AKP iktidarının İmralı’daki terör örgütü başını, mutlak sorun çözücü bir otorite kabul ederek görüşme yürütmesi ve bunun sonucu olarak bir takım düzenlemeler yapması doğru değildir. Demokratik hukuk devletlerinde iktidarlar, demokratik hak ve özgürlükleri terör örgütüyle pazarlık sonucu verdiği görüntüsü yaratması tehlikeli, riskli ve yanlıştır.
“Tutsak” kavramı!
Öcalan diyor ki; devletin elinde tutsaklar var. PKK adlı (devlet) çetenin elinde de tutsaklar var. Her iki taraf da bir an önce tutsakları serbest bıraksın. Nitekim Öcalan ile görüşmelerden önce KCK’nın uzun süredir tutuklu yargılanan mensuplarından bir kısmı hakkında birden bire tahliye kararı verilmiştir. Öyle anlaşılıyor ki şimdi sıra PKK’nın elindeki devlet “tutsak” larının (!) serbest bırakılmasına gelmiştir.
Öcalan, terör örgütü tarafından yol kesilerek kaçırılan devlet memurlarına özellikle tutsak diyor. Tutsak, savaş sırasında ele geçirilen esirdir. Teröristbaşı kendisini, savaşan bir ordunun komutanı olarak görüyor. Hapishanede başta kendisi olmak üzere PKK’lı ve KCK’lıları savaş tutsağı olarak kabul ediyor.

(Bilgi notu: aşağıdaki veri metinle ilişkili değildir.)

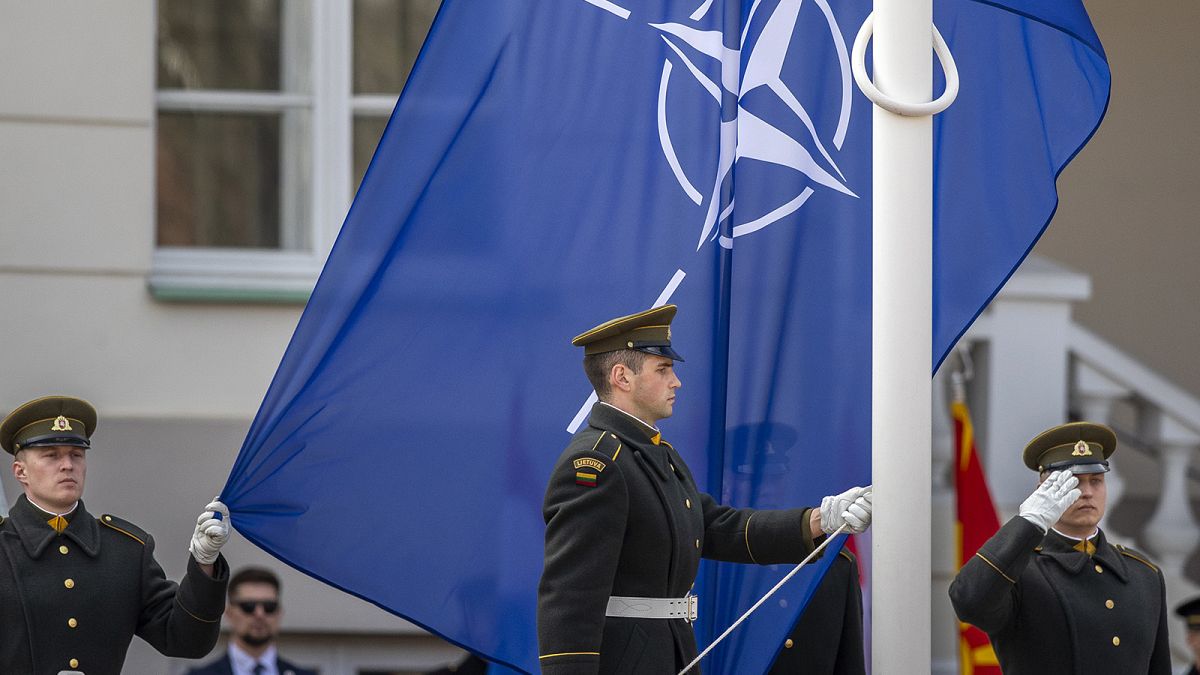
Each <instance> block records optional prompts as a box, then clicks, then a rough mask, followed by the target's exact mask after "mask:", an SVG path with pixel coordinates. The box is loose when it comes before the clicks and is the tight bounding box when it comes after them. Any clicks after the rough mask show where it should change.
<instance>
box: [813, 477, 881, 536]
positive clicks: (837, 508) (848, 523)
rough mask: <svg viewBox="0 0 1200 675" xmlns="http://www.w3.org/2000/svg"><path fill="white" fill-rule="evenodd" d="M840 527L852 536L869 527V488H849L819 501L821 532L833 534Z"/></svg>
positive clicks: (869, 505) (862, 530)
mask: <svg viewBox="0 0 1200 675" xmlns="http://www.w3.org/2000/svg"><path fill="white" fill-rule="evenodd" d="M842 525H846V526H847V530H850V531H851V532H853V533H854V534H860V533H863V532H865V531H866V528H868V527H869V526H870V525H871V490H870V488H851V489H850V490H846V491H845V492H842V494H840V495H833V496H829V497H826V498H823V500H821V530H822V531H823V532H824V533H826V534H833V533H834V532H836V531H838V528H839V527H841V526H842Z"/></svg>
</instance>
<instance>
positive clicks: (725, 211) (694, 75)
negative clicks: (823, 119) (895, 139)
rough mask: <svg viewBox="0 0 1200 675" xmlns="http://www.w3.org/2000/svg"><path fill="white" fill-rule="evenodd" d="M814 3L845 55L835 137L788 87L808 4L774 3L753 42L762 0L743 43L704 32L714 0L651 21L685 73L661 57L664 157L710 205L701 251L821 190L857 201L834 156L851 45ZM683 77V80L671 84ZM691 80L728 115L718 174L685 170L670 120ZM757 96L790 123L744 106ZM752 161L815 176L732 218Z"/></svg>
mask: <svg viewBox="0 0 1200 675" xmlns="http://www.w3.org/2000/svg"><path fill="white" fill-rule="evenodd" d="M583 1H584V2H588V4H589V5H594V6H596V7H600V8H602V10H605V11H607V12H610V13H612V14H614V16H617V17H620V18H623V19H626V20H628V19H629V17H630V14H631V12H630V10H626V8H624V7H622V6H620V5H618V4H617V2H613V1H610V0H583ZM809 1H810V2H812V4H814V5H815V6H816V7H817V8H820V11H821V14H822V17H823V18H824V26H823V28H824V29H826V30H828V34H829V38H830V41H832V43H833V50H834V53H836V56H838V73H836V78H835V82H836V83H838V84H839V85H840V95H841V97H840V110H839V114H838V125H836V129H835V130H834V132H833V135H832V136H830V137H828V138H823V137H822V136H821V135H820V133H818V132H817V129H816V125H815V124H814V121H812V118H811V115H810V114H809V112H808V110H806V109H805V107H804V103H803V102H802V101H800V100H799V97H798V96H797V94H796V92H794V91H793V89H792V88H791V86H790V85H788V83H786V82H784V62H785V60H786V58H787V53H788V49H790V47H791V44H792V41H793V38H794V37H796V32H797V25H798V23H799V22H800V7H802V5H803V2H804V0H779V2H778V4H775V5H774V7H773V8H770V10H764V11H763V12H764V13H766V14H768V16H767V17H766V19H762V17H757V18H758V19H760V20H761V22H762V29H761V30H758V31H757V35H756V37H754V40H752V41H749V40H748V36H749V35H750V28H751V25H755V20H756V14H758V12H760V8H761V7H762V5H763V2H762V0H755V1H754V4H752V5H751V7H750V13H749V16H748V17H746V19H745V24H744V28H743V30H742V35H740V38H739V42H738V47H737V48H731V47H727V46H726V44H725V40H724V35H722V34H721V31H719V30H703V29H701V28H700V25H701V22H702V20H703V19H704V18H706V16H707V14H708V13H709V11H710V10H712V7H713V0H704V1H703V2H702V4H701V5H700V6H698V7H697V8H696V11H694V12H692V13H691V14H690V16H689V17H688V18H686V20H682V22H672V23H652V24H648V25H649V26H650V28H653V29H655V30H656V31H658V32H659V35H660V36H661V38H662V40H664V42H666V44H667V47H668V48H670V49H671V52H672V53H673V54H674V56H676V58H677V59H678V61H679V62H680V64H683V67H684V70H685V71H686V74H684V76H674V70H676V65H674V62H673V61H672V59H671V58H670V56H668V58H667V59H664V62H662V72H661V77H660V84H659V100H658V130H659V144H660V145H661V149H662V157H664V160H665V161H666V163H667V165H668V166H670V167H671V172H672V173H673V175H674V178H676V180H677V181H678V184H679V187H680V189H682V190H683V192H684V193H685V195H686V196H688V198H689V199H691V201H692V203H695V204H696V205H697V207H703V208H704V219H703V221H702V223H701V227H700V237H698V240H697V243H696V249H697V250H700V249H701V247H702V246H703V245H704V244H706V243H707V241H713V240H714V239H715V240H716V241H718V244H720V245H721V246H724V247H726V249H731V247H732V246H733V240H734V239H736V238H738V237H743V235H746V234H750V233H754V232H757V231H760V229H763V228H766V227H768V226H770V225H773V223H775V222H779V221H780V220H782V219H784V217H786V216H788V215H791V214H793V213H796V211H797V210H798V209H799V208H800V207H803V205H804V203H805V202H806V201H808V199H809V197H811V196H812V195H814V186H816V187H817V189H828V190H832V191H834V192H840V193H842V195H846V196H850V197H854V198H857V197H858V195H856V193H854V192H853V191H852V190H851V189H850V186H848V185H847V181H846V177H845V175H844V174H842V172H841V169H840V168H839V167H838V162H836V161H835V159H834V156H835V154H836V153H838V151H839V150H841V147H842V143H844V142H845V139H846V131H847V127H848V126H850V114H851V101H852V96H851V94H852V89H851V67H850V55H848V50H847V48H846V41H845V38H844V37H842V35H841V30H840V29H839V28H838V20H836V17H835V16H834V13H833V10H832V7H830V6H829V2H828V0H809ZM743 59H744V62H745V65H744V66H743ZM714 61H715V67H714ZM714 71H715V72H719V73H720V74H719V77H718V78H714V77H712V76H710V74H708V73H710V72H714ZM688 78H690V82H689V79H688ZM718 79H719V82H718ZM679 80H683V83H682V84H673V83H678V82H679ZM694 84H698V85H700V86H702V88H703V90H704V91H707V92H708V95H709V96H712V98H713V101H714V103H715V106H716V107H718V109H720V112H721V121H720V151H719V155H718V161H716V166H715V171H713V173H712V174H704V175H697V172H696V171H695V169H692V172H691V174H689V172H688V171H685V168H684V166H683V163H682V162H680V160H679V155H678V153H677V148H676V142H674V141H673V139H672V132H671V125H670V124H668V119H670V117H668V109H670V108H668V101H670V98H668V96H667V94H668V91H670V90H671V88H672V86H679V85H694ZM751 94H754V95H756V96H770V97H774V98H775V100H776V101H778V102H779V103H781V104H782V107H773V108H770V109H772V110H779V109H786V110H787V112H788V114H791V115H793V119H772V118H767V119H764V118H766V115H763V117H760V115H758V114H755V112H751V110H750V109H748V107H746V106H745V101H746V97H748V96H750V95H751ZM731 101H732V103H731ZM797 121H799V124H800V126H803V129H804V130H805V132H806V135H800V136H802V137H799V138H797V137H796V136H792V135H790V132H788V131H785V129H796V127H797V125H796V123H797ZM745 160H752V161H758V162H766V163H769V165H775V166H778V167H784V168H785V169H790V171H793V172H799V173H800V174H803V175H804V177H806V178H808V181H781V183H782V184H794V183H806V184H808V185H805V186H804V187H803V189H800V190H798V191H797V192H796V193H790V195H781V196H780V197H779V201H778V203H775V204H772V205H769V207H768V208H767V209H763V210H761V211H758V213H750V214H745V211H746V209H745V208H744V207H743V208H742V209H740V210H739V211H738V214H737V221H736V222H734V221H733V220H732V219H734V197H733V191H732V175H733V173H734V172H736V167H737V165H738V163H739V162H742V161H745ZM709 168H710V169H712V168H713V167H709ZM702 189H703V190H704V192H702V191H701V190H702Z"/></svg>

Kandil’deki Murat Karayılan, Abdullah Öcalan’ın tek taraflı bir çağrı değil, her iki tarafa çağrı anlamına gelen yeni bir ‘Yol Haritası’ sunmasından söz etmektedir. Karayılan, Öcalan’ın yalnız PKK terör örgütüne değil, AKP hükümetine de yol göstermesi, önderlik etmesini istiyor.
İktidarın milleti ve devleti düşürdüğü yer burasıdır!